Ein aussergewöhnlicher Straffall beschäftigt derzeit die Zürcher Justiz und wirft grundlegende Fragen zur Schuldfähigkeit bei seltenen medizinischen Zuständen auf. Die Staatsanwaltschaft des Kantons Zürich hat kürzlich ein Verfahren wegen vorsätzlicher Tötung eingestellt – mit einer Begründung, die in der Schweizer Rechtsgeschichte wohl einmalig ist.
Seltene Schlafstörung als Grund für Verfahrenseinstellung
Im Zentrum des Falls steht ein Arzt, der für die Sterbehilfeorganisation Dignitas tätig war. Der Mediziner hatte seine Partnerin während eines nächtlichen Zwischenfalls getötet. Die Staatsanwaltschaft kam jedoch nach eingehender Prüfung zum Schluss, dass der Mann aufgrund einer extrem seltenen Schlafstörung nicht schuldfähig war.

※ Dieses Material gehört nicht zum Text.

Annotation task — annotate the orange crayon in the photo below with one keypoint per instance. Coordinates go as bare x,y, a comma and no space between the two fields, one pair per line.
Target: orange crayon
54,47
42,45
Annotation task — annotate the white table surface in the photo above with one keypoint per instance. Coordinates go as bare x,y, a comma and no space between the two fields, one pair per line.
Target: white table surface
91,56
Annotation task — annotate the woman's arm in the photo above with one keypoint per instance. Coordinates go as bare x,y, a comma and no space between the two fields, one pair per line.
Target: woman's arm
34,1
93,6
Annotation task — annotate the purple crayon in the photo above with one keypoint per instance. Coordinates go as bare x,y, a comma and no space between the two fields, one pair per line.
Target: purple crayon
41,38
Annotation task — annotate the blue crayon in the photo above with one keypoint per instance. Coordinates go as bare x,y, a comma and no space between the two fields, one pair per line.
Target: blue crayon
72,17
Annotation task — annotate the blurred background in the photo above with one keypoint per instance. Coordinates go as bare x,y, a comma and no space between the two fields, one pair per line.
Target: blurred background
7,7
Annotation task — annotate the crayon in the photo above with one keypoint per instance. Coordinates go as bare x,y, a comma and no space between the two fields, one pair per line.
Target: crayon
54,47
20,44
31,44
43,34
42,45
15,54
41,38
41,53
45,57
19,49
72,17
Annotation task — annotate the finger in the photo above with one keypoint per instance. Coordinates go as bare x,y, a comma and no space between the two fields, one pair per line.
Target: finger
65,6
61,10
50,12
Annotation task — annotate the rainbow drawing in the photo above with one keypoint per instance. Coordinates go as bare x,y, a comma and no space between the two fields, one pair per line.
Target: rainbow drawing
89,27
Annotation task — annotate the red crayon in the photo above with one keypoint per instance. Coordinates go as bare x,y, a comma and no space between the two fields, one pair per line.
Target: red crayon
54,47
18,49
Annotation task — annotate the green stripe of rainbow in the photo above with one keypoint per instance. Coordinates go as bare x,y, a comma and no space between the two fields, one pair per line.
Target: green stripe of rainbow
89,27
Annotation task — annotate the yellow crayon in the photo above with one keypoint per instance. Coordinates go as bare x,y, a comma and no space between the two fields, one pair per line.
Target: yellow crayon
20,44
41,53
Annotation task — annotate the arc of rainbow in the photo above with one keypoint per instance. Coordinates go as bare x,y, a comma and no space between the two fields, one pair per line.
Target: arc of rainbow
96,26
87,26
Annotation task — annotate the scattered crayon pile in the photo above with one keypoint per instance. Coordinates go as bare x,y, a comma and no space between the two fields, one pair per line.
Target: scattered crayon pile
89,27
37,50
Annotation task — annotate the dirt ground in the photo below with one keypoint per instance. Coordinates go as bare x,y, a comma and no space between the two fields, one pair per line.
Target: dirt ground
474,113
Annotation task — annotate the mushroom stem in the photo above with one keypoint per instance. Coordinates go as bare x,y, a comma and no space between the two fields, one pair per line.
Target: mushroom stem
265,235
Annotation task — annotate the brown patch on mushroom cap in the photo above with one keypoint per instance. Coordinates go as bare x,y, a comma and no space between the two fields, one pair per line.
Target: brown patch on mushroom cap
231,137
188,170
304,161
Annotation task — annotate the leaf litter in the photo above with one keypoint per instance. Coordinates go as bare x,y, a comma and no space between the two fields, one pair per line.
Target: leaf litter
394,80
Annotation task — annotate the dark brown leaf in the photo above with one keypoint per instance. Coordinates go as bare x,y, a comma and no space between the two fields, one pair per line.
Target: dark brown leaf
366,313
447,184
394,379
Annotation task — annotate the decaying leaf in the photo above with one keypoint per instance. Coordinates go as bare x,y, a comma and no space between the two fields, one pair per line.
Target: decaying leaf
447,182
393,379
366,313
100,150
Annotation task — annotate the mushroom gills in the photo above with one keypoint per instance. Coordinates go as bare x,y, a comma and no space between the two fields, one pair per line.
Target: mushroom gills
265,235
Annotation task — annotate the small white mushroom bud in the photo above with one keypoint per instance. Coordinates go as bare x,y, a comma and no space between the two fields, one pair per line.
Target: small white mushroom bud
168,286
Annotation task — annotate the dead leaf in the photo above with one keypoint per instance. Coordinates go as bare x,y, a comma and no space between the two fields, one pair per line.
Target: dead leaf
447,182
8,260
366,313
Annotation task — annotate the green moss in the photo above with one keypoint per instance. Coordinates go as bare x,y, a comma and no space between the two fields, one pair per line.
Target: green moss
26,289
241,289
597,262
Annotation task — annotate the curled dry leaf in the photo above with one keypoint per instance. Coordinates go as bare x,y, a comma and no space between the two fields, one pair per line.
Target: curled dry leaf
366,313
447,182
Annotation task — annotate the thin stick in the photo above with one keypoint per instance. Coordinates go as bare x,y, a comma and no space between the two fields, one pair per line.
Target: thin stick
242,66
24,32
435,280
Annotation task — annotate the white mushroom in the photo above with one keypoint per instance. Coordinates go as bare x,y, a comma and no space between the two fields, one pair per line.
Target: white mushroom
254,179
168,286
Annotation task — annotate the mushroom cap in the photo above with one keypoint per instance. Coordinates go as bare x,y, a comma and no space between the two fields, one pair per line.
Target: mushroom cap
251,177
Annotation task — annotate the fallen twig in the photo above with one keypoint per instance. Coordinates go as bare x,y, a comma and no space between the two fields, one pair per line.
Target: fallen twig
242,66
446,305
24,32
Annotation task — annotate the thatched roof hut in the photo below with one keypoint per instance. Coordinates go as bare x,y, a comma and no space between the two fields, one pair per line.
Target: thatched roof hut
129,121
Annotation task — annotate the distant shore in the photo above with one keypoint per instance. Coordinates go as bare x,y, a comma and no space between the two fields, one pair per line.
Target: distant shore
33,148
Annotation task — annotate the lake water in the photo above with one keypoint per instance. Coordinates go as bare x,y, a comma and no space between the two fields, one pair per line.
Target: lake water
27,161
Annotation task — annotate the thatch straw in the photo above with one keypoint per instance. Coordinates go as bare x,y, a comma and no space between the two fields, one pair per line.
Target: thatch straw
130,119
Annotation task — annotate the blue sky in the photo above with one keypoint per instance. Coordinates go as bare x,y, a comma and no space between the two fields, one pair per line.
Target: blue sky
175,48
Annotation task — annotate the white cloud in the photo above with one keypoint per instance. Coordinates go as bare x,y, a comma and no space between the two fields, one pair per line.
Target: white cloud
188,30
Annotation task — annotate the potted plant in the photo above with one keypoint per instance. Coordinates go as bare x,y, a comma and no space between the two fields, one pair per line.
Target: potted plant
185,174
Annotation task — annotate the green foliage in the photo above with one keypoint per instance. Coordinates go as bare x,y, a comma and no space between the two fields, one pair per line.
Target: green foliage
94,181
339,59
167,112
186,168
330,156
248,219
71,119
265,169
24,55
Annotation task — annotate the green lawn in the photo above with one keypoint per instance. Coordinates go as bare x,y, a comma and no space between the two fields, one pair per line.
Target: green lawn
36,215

Die betreffende Störung, deren medizinische Bezeichnung die Behörden aus Datenschutzgründen nicht preisgeben, gehört zu den komplexen Parasomnien. Diese Schlafstörungen können zu unbewussten und unkontrollierten Handlungen während des Schlafs führen, bei denen die betroffene Person praktisch keine bewusste Kontrolle über ihre Aktionen hat.
Medizinische Gutachten bestätigen Unzurechnungsfähigkeit
Für die Beurteilung des Falls zog die Staatsanwaltschaft mehrere unabhängige Experten hinzu. Sowohl Schlafmediziner als auch forensische Psychiater kamen übereinstimmend zum Schluss, dass der Beschuldigte zum Zeitpunkt der Tat aufgrund seiner Erkrankung nicht zurechnungsfähig war.
“Solche Fälle sind extrem selten und stellen die Justiz vor grosse Herausforderungen”, erklärt ein Experte für Schlafmedizin, der nicht direkt an dem Verfahren beteiligt war. “Die Abgrenzung zwischen bewussten und unbewussten Handlungen während des Schlafs erfordert eine sehr sorgfältige medizinische Abklärung.”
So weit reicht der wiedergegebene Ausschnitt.